VERSCHILLENDE ROLLEN IN
GEESTELIJKE ZORG
Het belangrijkste verschil tussen een psychotherapeut, een psycholoog, een psychiater en een psychoanalyticus ligt in hun opleiding, aanpak en focus:
Psychotherapeut: Een psychotherapeut is iemand die psychotherapie geeft met als doel jouw welzijn of gezondheid te verbeteren. De titel van psychotherapeut is niet beschermd waardoor eenieder die denkt een ander te kunnen helpen zich psychotherapeut kan noemen. Meestal hebben psychotherapeuten een opleiding gevolgd bij een bepaalde school of instantie.
Psycholoog: Psychologen hebben doorgaans een universitaire opleiding in de psychologie gevolgd. Het zijn professionals die zich toeleggen op het analyseren, onderzoeken en diagnosticeren van menselijk gedrag.
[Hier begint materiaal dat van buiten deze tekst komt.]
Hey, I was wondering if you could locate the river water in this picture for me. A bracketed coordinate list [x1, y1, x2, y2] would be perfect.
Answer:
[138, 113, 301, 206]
De focus ligt op het begrijpen van de complexe processen die ten grondslag liggen aan gedachten, emoties en gedragingen. Ze kunnen verschillende specialisaties hebben, zoals klinische -, neuro-, ontwikkelingspsychologie, enzovoort. Psychologen richten zich voornamelijk op het begrijpen en behandelen van psychische problemen met behulp van therapieën, counseling en gedragstherapeutische interventies. Ze werken vaak in verschillende settings, waaronder ziekenhuizen, scholen en privépraktijken.
Psychiater: Een psychiater is een arts die gespecialiseerd is in de diagnose van psychische stoornissen en de behandeling daarvan door medicatie (psychofarmaca). Ze zijn dus bevoegd om medicatie voor te schrijven en richten zich op biologische en neurologische aspecten van psychische aandoeningen. Psychiaters kunnen in sommige gevallen ook therapie aanbieden als zij een bijkomende therapieopleiding volgden. Hun benadering is echter gericht op medicatiebeheer.
Psychoanalyticus: Een psychoanalyticus is (doorgaans) een psycholoog die gespecialiseerd is in de psychoanalyse, een therapeutische benadering die oorspronkelijk ontwikkeld werd door Sigmund Freud maar zich blijft aanpassen aan nieuwe ontwikkelingen. Je mag van een psychoanalyticus dan ook verwachten dat hij zich permanent bijschoolt.
Hij werkt niet sturend en reikt geen “instant” oplossingen aan maar biedt de ruimte om de oorzaken aan de oppervlakte te brengen. Als gevolg zijn de lange termijneffecten van een analyse van meer blijvende aard.
Psychoanalytici gebruiken naast de therapeutische relatie zélf ook technieken zoals vrije associatie, droomanalyse en overdracht (werken met emoties of gevoelens die geprojecteerd worden) om zo inzicht te krijgen in de diepere lagen van de psyche. Die “diepere” lagen blijken vaak helemaal niet zo “diep” te liggen maar liggen eerder aan de oppervlakte. De kans dat men “hervalt” in zijn of haar probleem is significant kleiner. Mijn therapeutische benadering is hierop geïnspireerd.